Reproduzir modelo tradicional e reforçar vieses são preocupações
Leo Burd, pesquisador do Instituto de Tecnologia de Massachusetts (MIT), nos Estados Unidos, e presidente do conselho da Rede Brasileira de Aprendizagem Criativa (RBAC) reforça que a IA deva ser um instrumento para ajudar a desenvolver e potencializar habilidades humanas como criatividade, colaboração, empatia e senso crítico.
Por outro lado, ele teme que uma ferramenta “moderna” seja utilizada para reforçar um modelo educacional ultrapassado, em que o professor transmite conhecimento e o aluno fique no papel de receptor. Para Burd, é fundamental que ela seja empregada para garantir a transformação de um modelo de educação em que o professor se torne facilitador de experiências de aprendizagem na qual o aluno seja desafiado a expressar ideias, dúvidas e criar projetos conectados com a sua realidade.

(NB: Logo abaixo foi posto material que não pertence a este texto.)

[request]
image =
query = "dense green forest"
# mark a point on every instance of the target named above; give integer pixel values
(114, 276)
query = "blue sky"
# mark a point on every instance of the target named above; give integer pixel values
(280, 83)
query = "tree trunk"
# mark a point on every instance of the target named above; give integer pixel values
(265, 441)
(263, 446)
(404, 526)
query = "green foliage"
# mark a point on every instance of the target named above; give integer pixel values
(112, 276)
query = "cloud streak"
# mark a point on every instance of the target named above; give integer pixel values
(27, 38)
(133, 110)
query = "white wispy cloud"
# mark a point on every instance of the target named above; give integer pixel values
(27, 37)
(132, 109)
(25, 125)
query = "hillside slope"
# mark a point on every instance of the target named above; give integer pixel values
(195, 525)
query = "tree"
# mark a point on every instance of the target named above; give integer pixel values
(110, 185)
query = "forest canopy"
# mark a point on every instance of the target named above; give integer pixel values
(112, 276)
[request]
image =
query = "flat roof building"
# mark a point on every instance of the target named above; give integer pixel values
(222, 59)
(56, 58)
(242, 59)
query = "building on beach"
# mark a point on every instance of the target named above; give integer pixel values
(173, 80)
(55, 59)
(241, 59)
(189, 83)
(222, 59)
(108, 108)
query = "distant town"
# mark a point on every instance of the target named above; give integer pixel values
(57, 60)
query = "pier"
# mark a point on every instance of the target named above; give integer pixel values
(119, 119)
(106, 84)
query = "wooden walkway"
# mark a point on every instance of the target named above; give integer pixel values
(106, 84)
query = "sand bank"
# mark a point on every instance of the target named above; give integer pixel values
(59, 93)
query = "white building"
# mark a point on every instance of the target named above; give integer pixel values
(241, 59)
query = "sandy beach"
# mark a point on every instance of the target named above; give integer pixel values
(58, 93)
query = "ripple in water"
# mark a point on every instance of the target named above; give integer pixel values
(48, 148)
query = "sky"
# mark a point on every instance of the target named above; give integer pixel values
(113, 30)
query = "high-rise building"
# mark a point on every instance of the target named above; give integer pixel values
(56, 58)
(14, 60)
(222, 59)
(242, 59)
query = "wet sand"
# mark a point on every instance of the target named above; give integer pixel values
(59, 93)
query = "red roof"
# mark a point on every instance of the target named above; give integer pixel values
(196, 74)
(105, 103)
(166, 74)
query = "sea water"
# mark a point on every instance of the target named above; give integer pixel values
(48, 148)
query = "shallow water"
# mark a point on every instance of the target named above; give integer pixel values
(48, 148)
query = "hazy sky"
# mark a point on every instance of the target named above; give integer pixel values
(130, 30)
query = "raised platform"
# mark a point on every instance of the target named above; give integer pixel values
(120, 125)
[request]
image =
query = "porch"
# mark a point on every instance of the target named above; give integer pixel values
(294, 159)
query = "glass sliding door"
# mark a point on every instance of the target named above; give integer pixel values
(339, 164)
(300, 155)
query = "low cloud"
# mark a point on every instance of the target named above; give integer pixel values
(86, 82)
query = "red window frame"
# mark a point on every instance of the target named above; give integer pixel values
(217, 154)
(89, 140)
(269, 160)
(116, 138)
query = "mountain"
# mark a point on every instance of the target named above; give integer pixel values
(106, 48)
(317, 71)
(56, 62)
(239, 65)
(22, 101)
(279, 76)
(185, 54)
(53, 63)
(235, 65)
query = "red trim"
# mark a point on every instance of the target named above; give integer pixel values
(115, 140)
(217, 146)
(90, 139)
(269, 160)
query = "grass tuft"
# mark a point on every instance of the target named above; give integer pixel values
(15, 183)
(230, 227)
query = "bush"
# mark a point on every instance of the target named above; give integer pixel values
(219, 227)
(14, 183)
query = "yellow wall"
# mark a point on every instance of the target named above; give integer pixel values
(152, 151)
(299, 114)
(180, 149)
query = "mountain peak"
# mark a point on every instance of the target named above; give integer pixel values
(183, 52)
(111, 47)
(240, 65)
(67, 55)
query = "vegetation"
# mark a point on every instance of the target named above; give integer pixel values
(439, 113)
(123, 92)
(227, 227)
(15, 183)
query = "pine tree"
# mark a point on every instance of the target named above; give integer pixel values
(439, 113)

“Buscamos uma educação mais alinhada com o nosso tempo que incentiva a autonomia do estudante. Assim, esperamos que os alunos desenvolvam projetos significativos para eles, e a IA passa a ser utilizada como atendente no desenvolvimento deles, uma ferramenta que vai auxiliá-lo nesse processo”, diz Burd.
A base de dados em que é construída a IA para direcionar respostas também preocupa Burd, já que ela pode reforçar vieses. “A base de dados pode pender tanto para um lado quanto para outro. Que versão da história do Brasil foi incorporada? Que visão de religião? Há dados representativos da minha comunidade, de diferentes tipos de ideologia? As ferramentas ainda não estão maduras o suficiente e há um viés questionável”, pondera.